A natural first approach to handling unstructured text is to generate features using TF-IDF scores (TF-IDF is a commonly used form for normalizing word or term frequency across a document / corpus, preserving the importance of rare words). After applying a TF-IDF threshold, someone in the modeling group pulled out a list of top performing words by GINI impurity (a measure of information gain on the target). We used presence or absence (as well as number of occurrences) of these words as predictive variables in the main logistic regression we used for predictions. While the TF-IDF model performed reasonably well on its own (~75% AUC [link] for a modeling situation with 50/50 positive and negative cases), it added next to nothing to the model when combined with the structured data, presumably because the “meanings” of these lookup terms were already contained within correlated structured fields. We had to weigh, as well, the little that these lookup terms offered us in the modeling against the possibility that some of these terms would be annoying to our ultimate business users (thus, while the words did provide statistically likely correlations with the target variable, these correlations would not be apparent / make intuitive sense to individuals who knew the dataset well). For these reasons, we’ve shied away from the TF-IDF approach.

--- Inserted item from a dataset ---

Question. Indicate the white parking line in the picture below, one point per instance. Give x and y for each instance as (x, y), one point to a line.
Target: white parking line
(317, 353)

The second major approach we tried out here used the well-known Word2vec model (and related neural net language models such as GloVe). While we used pre-trained GloVe vectors, we did build a Word2vec model locally on our unstructured text, after eliminating stop words (as many as we could find) and using various other pre-processing optimizations. The Word2vec vectors provided a very substantial boost in accuracy when added into the model (with most of the improvements in precision / recall among particular populations of interest). The pre-built vector approaches (GLOVE, etc.) did not work well for our dataset, perhaps because the text we were working on differed so substantially from the style / substance of the text on which the neural net model had been trained.
While we continue to investigate our options among neural net models more exotic than Word2Vec, we are beginning to think we have reached the limits of our capacity to parse the text based on these kinds of bulk intra-textual relationships (small dataset may be a limiting factor here). We’re now therefore trying out a (to me) exciting and perhaps old-fashioned approach to NLP, building dedicated parsers which can read through the unstructured text and pull out the (very complicated, very natural-language) information we need – using here a mix of English grammar knowledge and endless regular expressions. I’ve never thought so hard about how an English sentence is structured. If this works out (as it looks like it may), this will be an interesting use case where a kind of brute force / intuitive approach to NLP turns out to work much better than more sophisticated modern methods.